“This detection is the beginning of a new era of astronomy of gravitational waves has now become a reality,” he told Gabriela Gonzalez , spokesman for the Ligo team, Professor of astrophysics at Louisiana State University.
“With this discovery, humanity embarks on a wonderful quest to explore the most extreme places in the universe where objects and phenomena are formed by deformation of space-time, “said Kip Thorne, professor of theoretical physics at Caltech. “The collision of two black holes and gravitational waves are our first fantastic examples of this new adventure,” said he said.
A discovery “comparable when Galileo pointed for the first time his telescope to the sky “
France Cordova, director of the National Science Foundation, which funds the laboratory Ligo, explained that this observation” marks the birth of astrophysics entirely new, comparable when Galileo pointed his first telescope to the sky “in the seventeenth century.
Gravitational waves are produced by slight disturbances to the fabric of space-time as a result of displacement a large mass of object, much like the deformation of a net in which a weight is placed. They travel at the speed of light and nothing can stop them.
The physicist Benedict Mours, the National Centre for Scientific Research (CNRS) French, ruled this advanced “historical” it “directly verify these predictions of the theory of general relativity.”
For this discovery, physicists have determined that gravitational waves detected in September were formed at the last split second before the merger of two black holes, very dense objects still mysterious.
A phenomenon predicted by Einstein but never observed
the possibility of a collision between such bodies had been predicted by Einstein but this phenomenon, extreme example of gravity, had never been observed.
According to the theory of relativity, a pair of black holes in orbit around each other loses energy, producing gravitational waves. It is these waves that were detected 14 September 2015 at exactly 4:51 p.m. GMT, an incredible time, said David Reitze, “I could not believe it, it was too good to be true.”
The data analysis has determined that these two black holes merged there are about 1.3 billion years. They were 29 and 36 times more massive than our Sun, a diameter of only 150 km.
The comparison of the arrival times of gravitational wave detectors in both Ligo, 3,000 kilometers distant from each other (7.1 milliseconds apart), and study characteristics the measured signals confirmed the identification.
The source of these waves located in the southern hemisphere
We know that the source of these waves was located in the southern hemisphere of the sky but more detectors would have enabled a more precise location.
“The first applications that we see now are for black holes, because they do not emit light and we could not have seen without gravitational waves,” said the astrophysicist David Shoemaker, head of Ligo at the Massachusetts Institute of Technology (MIT), noting that it is still unclear how these objects, which are at the center of virtually all galaxies grow.

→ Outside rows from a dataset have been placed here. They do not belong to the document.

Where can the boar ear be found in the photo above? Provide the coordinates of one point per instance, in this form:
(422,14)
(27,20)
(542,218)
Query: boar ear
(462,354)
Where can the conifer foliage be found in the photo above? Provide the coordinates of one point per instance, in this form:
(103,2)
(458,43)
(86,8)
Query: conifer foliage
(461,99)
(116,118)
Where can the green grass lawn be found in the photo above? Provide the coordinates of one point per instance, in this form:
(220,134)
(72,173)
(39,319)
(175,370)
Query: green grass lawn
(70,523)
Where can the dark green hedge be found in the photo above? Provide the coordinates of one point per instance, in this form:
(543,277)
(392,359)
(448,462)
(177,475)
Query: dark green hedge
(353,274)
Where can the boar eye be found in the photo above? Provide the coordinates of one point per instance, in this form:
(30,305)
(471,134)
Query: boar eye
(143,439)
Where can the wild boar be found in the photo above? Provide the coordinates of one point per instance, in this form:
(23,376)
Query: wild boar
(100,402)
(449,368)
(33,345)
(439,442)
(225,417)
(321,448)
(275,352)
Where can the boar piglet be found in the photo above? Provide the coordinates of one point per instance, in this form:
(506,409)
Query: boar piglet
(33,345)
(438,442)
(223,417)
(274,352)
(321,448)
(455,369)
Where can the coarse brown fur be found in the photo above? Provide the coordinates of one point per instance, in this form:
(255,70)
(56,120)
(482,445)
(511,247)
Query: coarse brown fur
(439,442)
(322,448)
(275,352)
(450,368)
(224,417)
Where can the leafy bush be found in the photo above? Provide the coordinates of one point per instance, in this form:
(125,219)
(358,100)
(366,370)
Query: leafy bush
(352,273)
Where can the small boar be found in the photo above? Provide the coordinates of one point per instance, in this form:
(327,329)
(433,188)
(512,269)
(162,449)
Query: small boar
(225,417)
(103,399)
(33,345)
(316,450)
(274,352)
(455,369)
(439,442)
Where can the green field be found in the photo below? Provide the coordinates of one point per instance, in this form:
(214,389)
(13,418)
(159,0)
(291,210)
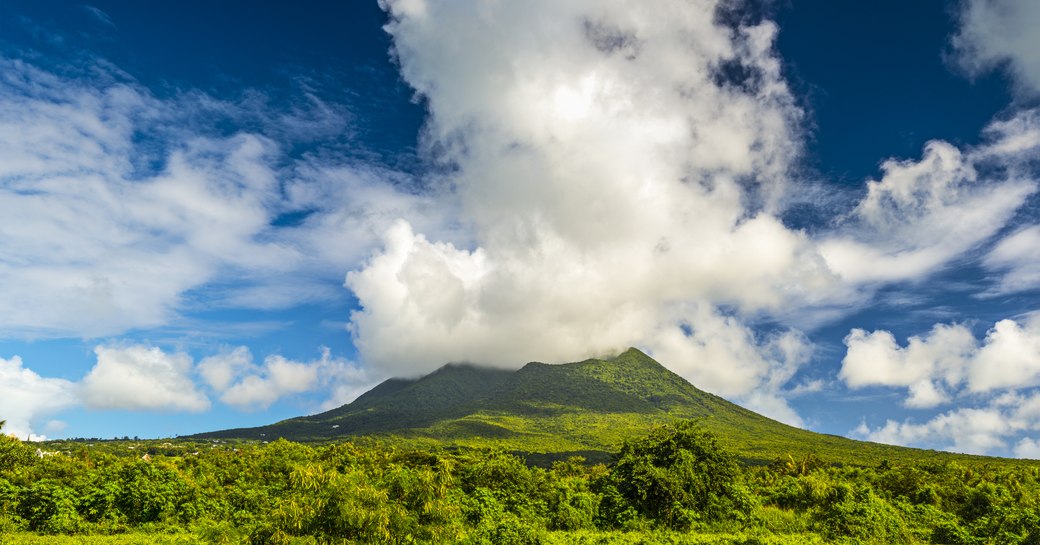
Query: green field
(678,485)
(601,451)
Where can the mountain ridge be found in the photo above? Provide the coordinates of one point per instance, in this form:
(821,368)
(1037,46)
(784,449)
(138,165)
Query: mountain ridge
(589,407)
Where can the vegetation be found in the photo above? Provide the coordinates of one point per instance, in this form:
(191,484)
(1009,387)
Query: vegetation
(677,485)
(547,455)
(582,409)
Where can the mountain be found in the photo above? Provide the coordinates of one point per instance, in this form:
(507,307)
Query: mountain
(587,408)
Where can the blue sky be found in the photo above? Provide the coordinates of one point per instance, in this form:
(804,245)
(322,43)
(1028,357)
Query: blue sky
(215,216)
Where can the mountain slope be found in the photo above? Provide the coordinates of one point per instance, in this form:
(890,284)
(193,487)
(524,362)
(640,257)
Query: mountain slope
(587,408)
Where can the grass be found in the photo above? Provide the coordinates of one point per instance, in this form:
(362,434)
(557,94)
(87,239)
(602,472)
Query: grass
(590,406)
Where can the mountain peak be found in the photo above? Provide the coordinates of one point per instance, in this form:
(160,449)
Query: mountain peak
(585,408)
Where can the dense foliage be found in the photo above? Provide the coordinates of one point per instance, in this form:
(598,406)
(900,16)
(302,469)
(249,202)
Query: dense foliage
(677,485)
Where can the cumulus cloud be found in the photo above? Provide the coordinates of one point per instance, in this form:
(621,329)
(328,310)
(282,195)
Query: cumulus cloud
(26,396)
(1017,257)
(620,173)
(106,230)
(1001,33)
(141,378)
(986,430)
(248,386)
(946,361)
(617,180)
(921,214)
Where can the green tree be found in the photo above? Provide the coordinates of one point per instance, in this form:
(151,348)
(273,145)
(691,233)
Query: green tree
(677,475)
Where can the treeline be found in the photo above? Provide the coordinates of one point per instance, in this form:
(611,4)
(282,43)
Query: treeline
(677,485)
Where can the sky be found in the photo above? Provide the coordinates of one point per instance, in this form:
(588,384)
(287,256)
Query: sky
(225,214)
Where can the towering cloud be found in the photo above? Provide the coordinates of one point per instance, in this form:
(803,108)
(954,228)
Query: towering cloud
(1001,32)
(618,169)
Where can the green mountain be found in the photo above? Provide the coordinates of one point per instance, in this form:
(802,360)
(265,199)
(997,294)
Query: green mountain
(587,408)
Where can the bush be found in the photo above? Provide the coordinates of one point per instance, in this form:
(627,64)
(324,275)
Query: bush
(49,507)
(857,513)
(677,475)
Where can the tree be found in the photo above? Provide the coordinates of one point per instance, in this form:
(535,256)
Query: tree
(677,475)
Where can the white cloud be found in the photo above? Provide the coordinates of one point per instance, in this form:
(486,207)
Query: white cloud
(991,429)
(970,431)
(248,386)
(945,361)
(105,230)
(26,396)
(1001,33)
(1028,447)
(921,214)
(1017,256)
(141,378)
(222,369)
(615,184)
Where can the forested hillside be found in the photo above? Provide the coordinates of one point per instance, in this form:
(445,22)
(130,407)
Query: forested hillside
(586,408)
(678,485)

As such, “gravitational waves may help explain how galaxies form,” believes David Shoemaker. “Gravity is the force that controls the universe and being able to see its radiation allows us to observe the most violent and fundamental phenomena of the cosmos, which are almost nobservables otherwise,” assented Tuck Stebbins, head of laboratory gravitational Astrophysics at Goddard NASA.
A new step to explain the Big Bang
the ability to detect these waves traveling undisturbed for billions of years makes it possible to trace the first millisecond of the Big Bang.
> an indirect proof of the existence of gravitational waves was generated by the discovery in 1974 of a pulsar and a neutron star rotating around each other at high speed, by Russell Hulse and Joseph Taylor . This earned them the Nobel Prize for Physics in 1993.